The problem had been the apparent tendency of both housing and children’s services to shunt young people ‘from pillar to post’. It is not surprising that children’s services preferred housing authorities to provide accommodation under HA 1996: the duty owed under CA 1989 is more onerous than the duty under HA 1996.
It was only in 2002 that housing authorities came under a duty to secure accommodation for homeless 16 and 17 year olds because a new category of priority need was created. These provisions expressly excluded from priority need children who are owed a duty under s20 CA 1989.
Under s17 CA 1989 social services have a power to provide accommodation; a duty arises for a ‘child in need’ under s20 CA 1989. This duty extends beyond mere accommodation to the provision of services to meet their needs (as assessed) and financial assistance. Once the child has been provided with accommodation for 13 weeks under s20, there is a duty to provide assistance on leaving care (until maximum age 24).
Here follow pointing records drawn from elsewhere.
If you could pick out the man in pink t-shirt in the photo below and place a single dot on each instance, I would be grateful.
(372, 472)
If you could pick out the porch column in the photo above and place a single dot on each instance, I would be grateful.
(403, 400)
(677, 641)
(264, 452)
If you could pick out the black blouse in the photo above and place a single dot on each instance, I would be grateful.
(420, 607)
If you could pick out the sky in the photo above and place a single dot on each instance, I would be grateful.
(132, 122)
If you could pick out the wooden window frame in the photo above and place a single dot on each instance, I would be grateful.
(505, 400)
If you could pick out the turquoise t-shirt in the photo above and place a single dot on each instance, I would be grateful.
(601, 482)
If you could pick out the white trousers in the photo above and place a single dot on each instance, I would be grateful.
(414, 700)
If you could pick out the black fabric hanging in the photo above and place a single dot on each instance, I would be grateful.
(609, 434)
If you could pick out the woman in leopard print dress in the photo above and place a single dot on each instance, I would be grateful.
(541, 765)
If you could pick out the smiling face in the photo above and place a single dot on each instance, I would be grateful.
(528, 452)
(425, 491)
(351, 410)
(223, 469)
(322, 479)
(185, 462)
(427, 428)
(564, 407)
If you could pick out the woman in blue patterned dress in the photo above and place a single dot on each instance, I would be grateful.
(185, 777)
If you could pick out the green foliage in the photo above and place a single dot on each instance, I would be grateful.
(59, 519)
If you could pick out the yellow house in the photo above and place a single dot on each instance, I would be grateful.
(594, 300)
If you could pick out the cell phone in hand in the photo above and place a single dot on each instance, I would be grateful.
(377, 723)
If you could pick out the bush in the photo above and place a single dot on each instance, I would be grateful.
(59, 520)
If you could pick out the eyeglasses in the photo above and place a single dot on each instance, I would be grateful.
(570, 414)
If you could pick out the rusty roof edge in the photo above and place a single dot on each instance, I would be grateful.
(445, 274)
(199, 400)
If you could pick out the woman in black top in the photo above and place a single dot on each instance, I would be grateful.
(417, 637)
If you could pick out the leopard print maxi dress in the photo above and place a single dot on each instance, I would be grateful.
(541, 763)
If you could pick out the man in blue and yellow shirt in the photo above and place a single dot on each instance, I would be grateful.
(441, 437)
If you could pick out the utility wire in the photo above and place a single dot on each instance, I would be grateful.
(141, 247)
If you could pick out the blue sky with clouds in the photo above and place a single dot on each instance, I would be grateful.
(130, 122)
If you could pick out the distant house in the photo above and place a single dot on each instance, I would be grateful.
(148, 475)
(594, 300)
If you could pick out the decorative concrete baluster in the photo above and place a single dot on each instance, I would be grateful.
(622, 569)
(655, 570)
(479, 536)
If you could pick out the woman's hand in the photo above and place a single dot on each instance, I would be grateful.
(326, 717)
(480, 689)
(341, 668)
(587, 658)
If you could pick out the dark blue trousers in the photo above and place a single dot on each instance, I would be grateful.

The recent cases reflect the conflict between housing and children’s services in accepting responsibility for 16 and 17 year olds. The case of M concerned a 17 year old who had been provided with accommodation by the housing authority, having never been referred to children’s services. The House of Lords stated the housing authority should have considered whether M was owed a duty under s20 CA 1989 and referred for assessment by children’s services.
In the case of G, social services considered they had discharged their duty under s17 CA 1989 by arranging for the housing authority to accommodate him under Part VII HA 1996. Social services claimed G was not a child in need, despite making recommendations that went beyond providing accommodation. It appeared to the court that social services were trying to side step their duty under s20 by using their powers under s17.
The new guidance clarifies who is responsible depending on which service the young person first approaches. If they go first to the housing authority they must immediately refer to children’s services for assessment, without exception. If children’s services accept a duty under s20 and the young person agrees, the housing authority is absolved of responsibility. Where the first approach is to children’s services, they must assess under s20 and, if found to be a child in need, accommodation must be provided. The guidance is explicit that accommodation cannot be provided under s17 if the young person is eligible under s20; children’s services cannot make a choice under which provision of the Children Act to provide accommodation.